Recent developments have been made wherein glass batch is reduced to a molten state and refined in a furnace and the molten glass flows through forehearth channel to stream feeders or bushings disposed along the forehearth and the streams of the glass delivered through orifices in the feeders or bushings and attenuated into filaments by winding a strand of the filaments upon a rotating collector. This latter process is referred to as a direct melt process in the melting and refining of the glass by the application of heat, the temperature of the molten glass is brought to a temperature that is comparatively high in order to effect refining of the glass. During this process of melting and refining of glass, gases and volatiles are emitted or driven off from the melt. This action of melting and refining the glass at elevated temperatures renders the glass substantially stable for any temperature less than the minimum melt temperature in the furnace. Heretofore in the direct melt process, the temperatures of the glass in the forehearth channel and the stream feeders or bushings are substantially lower than the temperature of the melt in the furnace. Thermal, physical and chemical inhomogeneities tend to occur in the transport of the glass in the forehearth channels through heat losses at the refractory sides and contact with the sides tending to contaminate the glass with refractory cords. Frequent filament breakouts, formation of nonuniform filaments and other difficulties have been encountered which are believed attributable at least in part to such inhomogeneities in bushings or stream feeders disposed along the forehearth and supplied with glass from the forehearth channel. In stream feeders or bushings conventionally used along a forehearth channel, temperature upsets and inhomogeneities of the glass cannot adequately be correct or abated in a comparatively short time that the glass is resident in the feeder or bushing. To overcome this problem a comparatively deeper bushing or feeder has been used and the glass in the feeder or bushing has been reheated to a temperature approaching but not exceeding the maximum original melt temperature to recondition the glass.
However, the deeper feeders are an expensive answer to the problem. The additional platinum and rhodium alloy required to construct the deeper feeder greatly increases the cost of the feeder. In addition the electrical terminals, that supply electrical energy to the feeder to condition the molten glass, must be larger to properly distribute the energy to the feeder. To construct these larger terminals it is usually necessary to weld a number of pieces together to form the larger terminals. As a result of the need for larger terminals more expensive platinum and rhodium alloy must be used in the terminals. This, of course increases the cost penalty of using a deeper feeder.

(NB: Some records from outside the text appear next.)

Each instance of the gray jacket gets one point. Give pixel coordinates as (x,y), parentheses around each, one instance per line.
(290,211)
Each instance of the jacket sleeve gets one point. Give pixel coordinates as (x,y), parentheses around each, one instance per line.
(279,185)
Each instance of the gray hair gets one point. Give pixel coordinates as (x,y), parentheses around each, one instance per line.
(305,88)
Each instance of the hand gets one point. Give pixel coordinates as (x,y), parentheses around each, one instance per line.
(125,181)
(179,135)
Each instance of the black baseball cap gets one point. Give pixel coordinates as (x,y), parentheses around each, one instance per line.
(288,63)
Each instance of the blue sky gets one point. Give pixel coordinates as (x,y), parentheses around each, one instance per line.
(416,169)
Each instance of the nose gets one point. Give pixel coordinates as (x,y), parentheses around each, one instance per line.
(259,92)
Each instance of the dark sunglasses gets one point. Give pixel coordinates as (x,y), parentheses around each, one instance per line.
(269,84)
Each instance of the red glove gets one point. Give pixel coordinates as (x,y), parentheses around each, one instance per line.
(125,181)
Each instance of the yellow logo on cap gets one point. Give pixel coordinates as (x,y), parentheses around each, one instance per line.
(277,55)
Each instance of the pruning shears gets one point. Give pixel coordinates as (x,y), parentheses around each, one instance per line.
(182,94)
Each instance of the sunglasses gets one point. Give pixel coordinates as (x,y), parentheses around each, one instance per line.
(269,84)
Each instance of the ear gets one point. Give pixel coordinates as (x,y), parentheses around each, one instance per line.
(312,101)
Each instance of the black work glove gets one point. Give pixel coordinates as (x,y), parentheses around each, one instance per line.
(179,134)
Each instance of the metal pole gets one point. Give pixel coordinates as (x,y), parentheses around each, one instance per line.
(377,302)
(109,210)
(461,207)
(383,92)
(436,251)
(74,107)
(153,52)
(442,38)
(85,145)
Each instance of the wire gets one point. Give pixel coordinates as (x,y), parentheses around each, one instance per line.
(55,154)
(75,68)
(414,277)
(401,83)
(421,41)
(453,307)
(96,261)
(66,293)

Therefore, it is important that an improved electrical terminal be constructed so that relatively shallow feeders can be used to form fibers from molten material. The terminal must be of a design so that the molten material will be given an effective terminal treatment in the short time that the molten material is in the shallow feeder. This type of terminal will greatly reduce the amount of expensive materials used to construct the feeder and will, therefore, improve the cost efficiency of direct melt fiber forming processes.